Recently, New York’s highest state court, the Court of Appeals, held that the New York Labor Law (NYLL) does not automatically entitle New York home health care providers to wages for each hour worked during a 24-hour shift.

The ruling is the result of an appeal of two state court class actions in which home health aides accused their employers of violating NYLL by failing to pay minimum wage for each hour of their 24-hour shifts. The dispute arose due to a phrase in the New York State Department of Labor’s (DOL) Minimum Wage Order Number 11 for Miscellaneous Industries and Occupations (the regulation), which states that workers must be paid minimum wage for the time they are “required to be available for work at a place prescribed by the employer.” Plaintiffs in both cases alleged that they were entitled to 24-hour pay because their patients could not be left alone and often needed assistance throughout the night, thereby requiring them to be available for work for their entire shift.
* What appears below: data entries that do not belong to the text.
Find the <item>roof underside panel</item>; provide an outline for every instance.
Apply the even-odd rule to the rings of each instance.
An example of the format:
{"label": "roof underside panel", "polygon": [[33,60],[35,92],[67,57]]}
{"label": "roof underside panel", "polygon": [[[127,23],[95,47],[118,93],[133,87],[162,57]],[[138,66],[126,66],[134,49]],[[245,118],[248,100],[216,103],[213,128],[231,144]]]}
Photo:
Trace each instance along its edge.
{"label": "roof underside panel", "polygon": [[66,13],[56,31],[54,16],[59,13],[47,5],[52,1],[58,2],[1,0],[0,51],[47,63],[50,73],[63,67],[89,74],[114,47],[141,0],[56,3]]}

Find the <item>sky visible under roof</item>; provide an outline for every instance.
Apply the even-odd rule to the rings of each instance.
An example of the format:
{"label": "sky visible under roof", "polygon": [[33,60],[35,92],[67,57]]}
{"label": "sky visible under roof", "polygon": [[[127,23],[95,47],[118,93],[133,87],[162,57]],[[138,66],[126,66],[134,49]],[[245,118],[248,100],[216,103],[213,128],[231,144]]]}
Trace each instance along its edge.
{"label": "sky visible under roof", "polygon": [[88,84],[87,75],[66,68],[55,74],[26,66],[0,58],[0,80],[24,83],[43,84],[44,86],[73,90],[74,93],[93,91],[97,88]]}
The DOL’s longstanding interpretation of the regulation requires only that employers pay home health aides who live on the premises where they work for 13 hours of a 24-hour shift, where the worker is given three hours for meal breaks and an eight-hour sleep break. Upon review, the Court of Appeals rejected the state courts’ findings that the DOL’s interpretation is irrational, unreasonable, and inconsistent with the plain language of the regulation. Rather, the Court of Appeals applied the doctrine of judicial deference, concluding that the DOL is best suited to interpret the regulation, given its administrative expertise in this area. Further, the Court of Appeals disagreed that being physically present and able to work means that a home health aide is “available to work” under the regulation. However, the court cautioned home care agencies that a home health aide who “worked 24-hour shifts without ‘meaningful breaks’” would be entitled to compensation for the entire 24 hours.

It is important for employers to remember that claims under the NYLL are subject to a six-year statute of limitations, and can result in an award of (1) reasonable attorneys’ fees, (2) back pay, and (3) 100% liquidated damages (an amount equal to back pay).

Reed Smith’s experienced Labor and Employment Group is ready to assist employers to update their handbooks and develop clear policies and procedures to evaluate whether their home health aide employees receive the pay to which they are entitled under the NYLL. For more information regarding this law and the accompanying guidance, please contact your Reed Smith attorney.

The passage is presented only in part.